All’arrivo delle Nazioni Unite si presenta, ormai, una zona deserta. Artak Beglaryan, ex-ufficiale separatista armeno, ha dichiarato su The Guardian che rimangono al massimo un centinaio di persone, molte delle quali funzionari, volontari e persone con disabilità. Sono state raccolte, inoltre, testimonianze di civili sfollati radunati a Erevan, come quella di Aren Harutyunyan, «Dov’erano gli osservatori internazionali quando stavamo morendo di fame?», dice l’uomo, facendo riflettere sui ritardi degli aiuti umanitari internazionali, «È troppo tardi ormai», aggiunge.

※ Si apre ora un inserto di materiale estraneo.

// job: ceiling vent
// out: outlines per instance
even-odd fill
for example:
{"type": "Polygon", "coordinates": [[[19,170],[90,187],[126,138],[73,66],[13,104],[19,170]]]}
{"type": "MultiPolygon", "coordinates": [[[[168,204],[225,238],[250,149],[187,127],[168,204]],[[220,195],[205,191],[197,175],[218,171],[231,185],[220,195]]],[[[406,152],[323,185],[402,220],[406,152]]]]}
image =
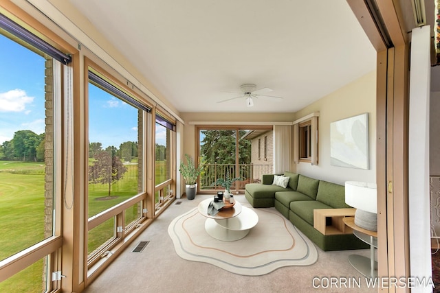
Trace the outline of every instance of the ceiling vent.
{"type": "Polygon", "coordinates": [[[425,12],[425,0],[411,0],[414,21],[417,27],[426,25],[426,14],[425,12]]]}

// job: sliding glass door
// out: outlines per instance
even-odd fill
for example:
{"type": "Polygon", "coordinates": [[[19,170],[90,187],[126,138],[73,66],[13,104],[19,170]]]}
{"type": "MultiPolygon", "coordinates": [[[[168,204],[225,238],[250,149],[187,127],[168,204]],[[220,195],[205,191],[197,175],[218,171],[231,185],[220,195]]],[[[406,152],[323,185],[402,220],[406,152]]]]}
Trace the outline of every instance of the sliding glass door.
{"type": "Polygon", "coordinates": [[[244,192],[246,183],[258,182],[261,174],[272,170],[272,126],[254,128],[239,126],[199,126],[197,128],[197,156],[204,169],[199,191],[223,190],[214,183],[219,178],[239,178],[231,188],[233,193],[244,192]],[[265,135],[263,135],[265,134],[265,135]],[[263,140],[263,148],[258,141],[263,140]],[[271,144],[269,143],[270,141],[271,144]],[[258,155],[258,152],[264,153],[258,155]],[[254,155],[255,154],[255,155],[254,155]],[[261,161],[263,159],[263,161],[261,161]],[[264,166],[264,167],[263,167],[264,166]]]}

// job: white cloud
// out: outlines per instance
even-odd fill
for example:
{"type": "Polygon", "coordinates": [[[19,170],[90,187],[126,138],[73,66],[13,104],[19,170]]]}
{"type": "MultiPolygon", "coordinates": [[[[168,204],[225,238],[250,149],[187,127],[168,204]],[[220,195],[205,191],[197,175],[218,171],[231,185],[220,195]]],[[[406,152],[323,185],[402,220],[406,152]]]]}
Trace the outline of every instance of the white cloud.
{"type": "Polygon", "coordinates": [[[24,126],[24,129],[32,130],[37,134],[40,134],[45,132],[45,121],[43,119],[38,119],[31,122],[21,124],[24,126]]]}
{"type": "Polygon", "coordinates": [[[166,128],[164,127],[156,128],[156,143],[166,145],[166,128]]]}
{"type": "Polygon", "coordinates": [[[119,101],[116,99],[111,99],[107,101],[107,106],[109,108],[116,108],[119,107],[119,101]]]}
{"type": "Polygon", "coordinates": [[[0,112],[23,112],[26,104],[32,103],[34,97],[28,97],[22,89],[0,93],[0,112]]]}

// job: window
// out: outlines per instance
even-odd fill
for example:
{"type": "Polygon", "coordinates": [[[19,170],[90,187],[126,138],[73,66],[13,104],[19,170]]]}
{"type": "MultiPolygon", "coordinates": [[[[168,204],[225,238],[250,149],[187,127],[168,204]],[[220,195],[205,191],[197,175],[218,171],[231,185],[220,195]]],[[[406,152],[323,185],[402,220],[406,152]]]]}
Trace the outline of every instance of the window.
{"type": "Polygon", "coordinates": [[[318,165],[318,117],[311,113],[294,122],[294,162],[318,165]]]}
{"type": "Polygon", "coordinates": [[[62,244],[54,202],[70,57],[1,14],[0,47],[0,275],[8,278],[0,292],[51,291],[50,259],[62,244]]]}
{"type": "Polygon", "coordinates": [[[267,136],[264,137],[264,161],[267,161],[267,136]]]}
{"type": "Polygon", "coordinates": [[[300,124],[300,159],[311,160],[311,121],[300,124]]]}
{"type": "Polygon", "coordinates": [[[213,183],[229,176],[240,178],[234,182],[231,191],[244,192],[247,183],[258,182],[262,174],[272,173],[272,160],[260,161],[261,154],[269,154],[267,147],[261,154],[261,140],[264,134],[272,132],[272,126],[258,126],[253,128],[201,126],[197,127],[197,132],[199,148],[196,154],[204,164],[198,185],[200,190],[213,192],[224,189],[219,185],[214,186],[213,183]]]}
{"type": "Polygon", "coordinates": [[[145,217],[144,129],[150,108],[94,67],[88,82],[89,268],[145,217]]]}
{"type": "Polygon", "coordinates": [[[155,158],[155,207],[156,210],[173,197],[172,170],[175,122],[165,114],[156,114],[155,158]]]}

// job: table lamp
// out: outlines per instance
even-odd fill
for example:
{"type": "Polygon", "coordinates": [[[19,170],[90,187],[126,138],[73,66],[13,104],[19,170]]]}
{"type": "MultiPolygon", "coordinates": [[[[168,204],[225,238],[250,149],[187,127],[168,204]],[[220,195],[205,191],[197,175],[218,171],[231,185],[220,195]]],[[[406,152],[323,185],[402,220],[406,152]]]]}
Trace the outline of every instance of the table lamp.
{"type": "Polygon", "coordinates": [[[377,231],[377,196],[375,183],[345,183],[345,203],[356,209],[355,224],[371,231],[377,231]]]}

Anche l’ex ministro degli affari esteri armeno Vartan Oskanian, in un’intervista rilasciata a La Stampa il primo ottobre, ha accusato la comunità internazionale di aver ignorato per mesi la situazione nel Caucaso «C’è stata una pulizia etnica, non c’è dubbio. L’Azerbaigian ha tenuto queste persone in isolamento per dieci mesi, questo è un atto di genocidio. […] Ora, stiamo assistendo alla deportazione e alla pulizia etnica di chi resta. Ad arresti sommari. È inaccettabile e deve essere condannato. Inoltre, c’è l’occupazione illegale». Anche Amnesty International fa notate che l’Azerbaigian non ha garantito fino ad ora la sicurezza del popolo del Nagorno-Karabakh.

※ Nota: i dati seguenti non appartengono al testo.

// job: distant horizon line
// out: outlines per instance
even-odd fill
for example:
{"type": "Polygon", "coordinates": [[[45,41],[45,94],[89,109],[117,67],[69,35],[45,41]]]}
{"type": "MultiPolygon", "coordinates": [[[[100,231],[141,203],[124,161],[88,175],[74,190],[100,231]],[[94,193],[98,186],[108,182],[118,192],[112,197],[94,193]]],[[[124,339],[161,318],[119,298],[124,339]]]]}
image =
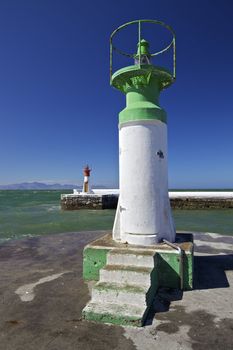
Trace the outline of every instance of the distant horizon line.
{"type": "MultiPolygon", "coordinates": [[[[59,189],[75,189],[75,188],[82,188],[82,184],[74,184],[74,183],[59,183],[59,182],[42,182],[42,181],[24,181],[24,182],[18,182],[18,183],[8,183],[8,184],[0,184],[0,190],[7,190],[7,189],[12,189],[12,190],[46,190],[46,188],[49,189],[49,187],[55,187],[58,186],[59,189]],[[27,188],[34,185],[34,188],[27,188]],[[20,187],[21,188],[17,188],[20,187]],[[23,187],[25,186],[25,188],[23,187]],[[36,186],[38,186],[38,188],[36,188],[36,186]],[[41,188],[41,187],[42,188],[41,188]],[[13,188],[10,188],[13,187],[13,188]],[[23,188],[22,188],[23,187],[23,188]],[[45,187],[45,188],[43,188],[45,187]]],[[[98,185],[98,184],[93,184],[92,185],[93,189],[119,189],[119,186],[108,186],[108,185],[98,185]]],[[[56,190],[56,188],[53,188],[54,190],[56,190]]],[[[217,190],[217,191],[233,191],[233,187],[220,187],[220,186],[216,186],[216,187],[204,187],[204,186],[190,186],[190,187],[171,187],[168,189],[169,191],[177,191],[177,190],[181,190],[181,191],[187,191],[187,190],[191,190],[191,191],[198,191],[198,190],[207,190],[207,191],[211,191],[211,190],[217,190]]]]}

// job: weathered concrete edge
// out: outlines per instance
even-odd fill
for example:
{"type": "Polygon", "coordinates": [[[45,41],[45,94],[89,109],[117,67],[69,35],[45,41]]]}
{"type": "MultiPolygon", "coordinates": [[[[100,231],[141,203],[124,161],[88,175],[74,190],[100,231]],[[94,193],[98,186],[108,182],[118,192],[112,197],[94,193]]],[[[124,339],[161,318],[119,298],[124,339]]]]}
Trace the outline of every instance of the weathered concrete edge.
{"type": "MultiPolygon", "coordinates": [[[[182,235],[182,234],[179,234],[182,235]]],[[[183,234],[186,235],[186,234],[183,234]]],[[[98,281],[99,271],[106,265],[107,254],[112,249],[123,249],[122,244],[111,243],[104,245],[103,239],[110,236],[110,234],[97,239],[86,245],[83,250],[83,279],[86,281],[98,281]]],[[[187,236],[187,235],[186,235],[187,236]]],[[[110,240],[111,242],[111,240],[110,240]]],[[[187,242],[186,242],[187,243],[187,242]]],[[[184,290],[191,290],[193,288],[193,243],[188,242],[184,252],[184,290]]],[[[179,244],[179,243],[178,243],[179,244]]],[[[180,243],[179,245],[182,245],[180,243]]],[[[135,249],[125,246],[124,249],[135,249]]],[[[141,247],[145,250],[145,247],[141,247]]],[[[179,288],[180,287],[180,257],[177,250],[164,250],[159,248],[159,245],[149,247],[151,251],[156,253],[156,264],[159,271],[158,280],[160,287],[179,288]]]]}

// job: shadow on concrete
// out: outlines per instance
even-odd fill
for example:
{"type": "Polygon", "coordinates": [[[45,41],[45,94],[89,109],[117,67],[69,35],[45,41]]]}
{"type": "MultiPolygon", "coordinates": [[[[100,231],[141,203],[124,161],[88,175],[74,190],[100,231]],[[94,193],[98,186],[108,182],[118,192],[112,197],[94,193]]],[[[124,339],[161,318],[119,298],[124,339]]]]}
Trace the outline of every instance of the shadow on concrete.
{"type": "Polygon", "coordinates": [[[195,256],[194,289],[228,288],[227,270],[233,270],[233,254],[195,256]]]}
{"type": "Polygon", "coordinates": [[[144,326],[149,326],[152,324],[155,314],[157,312],[166,312],[170,308],[172,301],[181,300],[183,297],[183,291],[176,288],[159,288],[153,305],[151,306],[147,318],[145,320],[144,326]]]}

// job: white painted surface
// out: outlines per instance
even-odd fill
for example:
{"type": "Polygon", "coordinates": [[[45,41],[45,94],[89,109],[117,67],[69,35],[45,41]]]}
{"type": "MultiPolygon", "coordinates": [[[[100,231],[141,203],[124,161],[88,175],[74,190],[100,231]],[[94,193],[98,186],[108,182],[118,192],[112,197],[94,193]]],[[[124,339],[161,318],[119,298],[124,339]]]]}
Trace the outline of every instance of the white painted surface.
{"type": "MultiPolygon", "coordinates": [[[[97,285],[100,284],[99,282],[97,285]]],[[[100,284],[101,285],[101,284],[100,284]]],[[[146,310],[147,303],[146,303],[146,293],[148,291],[148,288],[141,288],[141,290],[134,290],[130,291],[125,285],[120,284],[105,284],[105,288],[98,289],[93,288],[92,289],[92,303],[111,303],[111,304],[118,304],[118,305],[135,305],[139,306],[141,308],[144,308],[146,310]],[[114,288],[115,287],[115,288],[114,288]]]]}
{"type": "Polygon", "coordinates": [[[149,288],[151,285],[152,270],[153,268],[142,268],[138,266],[130,269],[130,267],[124,268],[121,265],[106,265],[100,270],[100,281],[122,283],[129,286],[140,285],[149,288]]]}
{"type": "Polygon", "coordinates": [[[154,267],[154,256],[155,252],[142,251],[110,251],[107,254],[108,265],[123,265],[123,266],[141,266],[141,267],[154,267]]]}
{"type": "Polygon", "coordinates": [[[168,199],[167,126],[161,121],[125,123],[119,131],[120,198],[113,239],[151,245],[174,241],[168,199]],[[163,153],[163,158],[157,152],[163,153]],[[120,213],[120,215],[119,215],[120,213]],[[119,232],[120,231],[120,232],[119,232]]]}

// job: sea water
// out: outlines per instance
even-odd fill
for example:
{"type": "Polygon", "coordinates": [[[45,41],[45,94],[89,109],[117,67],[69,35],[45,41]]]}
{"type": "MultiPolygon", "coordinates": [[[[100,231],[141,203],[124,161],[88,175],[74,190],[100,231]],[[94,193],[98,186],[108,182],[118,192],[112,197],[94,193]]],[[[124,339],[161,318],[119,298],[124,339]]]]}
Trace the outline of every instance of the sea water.
{"type": "MultiPolygon", "coordinates": [[[[112,228],[115,210],[64,211],[60,208],[62,193],[69,191],[0,191],[0,242],[112,228]]],[[[233,235],[233,209],[173,210],[173,217],[177,230],[233,235]]]]}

Ad un mese dall’inizio della guerra, sembra essersi aperto uno spiraglio per la pace. Baku ha ormai riconquistato la regione e ottenuto lo scioglimento e il completo disarmo delle forze armate separatiste filo-armene, come riportato da Affari Internazionali. Il primo ministro dell’Armenia Nikol Pashinyan, invece, ha fatto sapere che firmerà un accordo di pace con l’Azerbaigian a breve, come riporta Rai News.